When you think about monitoring your web site or application performance, how much down time is acceptable to you? The easy answer is that you want to be up all the time, but that isn’t always a realistic goal — And is it even necessary?
If your company isn’t global, for instance, would it matter to your users if a mission critical application that is only used by employees during office hours, went down in the middle of the night?
It’s a question raised in a Register article last month, Who the hell cares about five 9s anymore? It’s a good point too, because as author Danny Bradbury pointed out, business users don’t care about meaningless statistics, or at least they only care about them to the extent it has an impact on their ability to complete their work. If you were up only 80 percent of the time, in other words, but that 20 percent down time happened during a time when most business users weren’t affected, they probably wouldn’t give a rat’s pattuti about it and why should they?
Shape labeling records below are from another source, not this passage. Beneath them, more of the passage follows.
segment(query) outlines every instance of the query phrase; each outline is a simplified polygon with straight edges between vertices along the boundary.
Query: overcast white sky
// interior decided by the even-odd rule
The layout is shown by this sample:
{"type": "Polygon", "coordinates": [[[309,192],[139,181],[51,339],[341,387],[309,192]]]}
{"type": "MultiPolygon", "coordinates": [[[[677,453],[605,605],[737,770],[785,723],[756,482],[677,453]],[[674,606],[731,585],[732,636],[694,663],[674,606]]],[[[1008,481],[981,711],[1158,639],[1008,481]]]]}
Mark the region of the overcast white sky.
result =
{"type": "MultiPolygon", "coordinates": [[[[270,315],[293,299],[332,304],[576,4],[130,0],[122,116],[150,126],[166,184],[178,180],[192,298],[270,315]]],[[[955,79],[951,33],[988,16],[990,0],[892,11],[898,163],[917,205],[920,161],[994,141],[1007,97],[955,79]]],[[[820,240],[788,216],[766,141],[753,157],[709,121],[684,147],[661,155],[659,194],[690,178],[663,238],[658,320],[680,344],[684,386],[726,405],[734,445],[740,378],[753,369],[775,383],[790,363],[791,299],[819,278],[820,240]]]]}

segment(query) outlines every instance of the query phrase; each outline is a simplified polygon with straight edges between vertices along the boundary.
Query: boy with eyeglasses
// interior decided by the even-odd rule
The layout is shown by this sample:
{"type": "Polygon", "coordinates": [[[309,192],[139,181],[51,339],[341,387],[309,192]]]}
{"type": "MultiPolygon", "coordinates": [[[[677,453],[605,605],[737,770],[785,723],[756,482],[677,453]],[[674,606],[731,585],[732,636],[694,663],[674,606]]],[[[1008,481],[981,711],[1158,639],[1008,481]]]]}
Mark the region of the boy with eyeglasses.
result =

We are all motivated by our ability to get our work done. When Google Docs went down last week for a brief period of time after I had shut down for the day, I didn’t care that much because it didn’t affect me. If I had been in the middle of a post when it went down though, you can be sure I would have been hopping mad, and that’s the difference.
But as the Register article points out, monitoring is an increasingly complex exercise. It’s not just about a single application like Google Docs, or even a single user base. It often involves a complex web of applications, some with unique dependencies to keep working. If one piece isn’t working, the whole application is hosed, and end users aren’t really going to give you points because most of the pieces are up, if the whole application is down.
What’s more, the complexity increases when you factor in legacy applications built long before you got there and even a complex set of monitoring tools, some of which have been designed for monitoring a specific set of tasks, sitting along side more general monitoring tools.
When faced with such a complex situation, it’s not hard to understand why tracking the nature of a problem becomes more difficult because of the sheer number of monitoring tools and applications you may be dealing with.
Regardless, the real question might not be how much you’re up. It might be how much you’re down, and how much those outages affect your end user community, how well your monitoring tools gave you insight into the nature of the problem and how quickly you got back up.
Otherwise those up time numbers are nothing more than a bit of meaningless hype.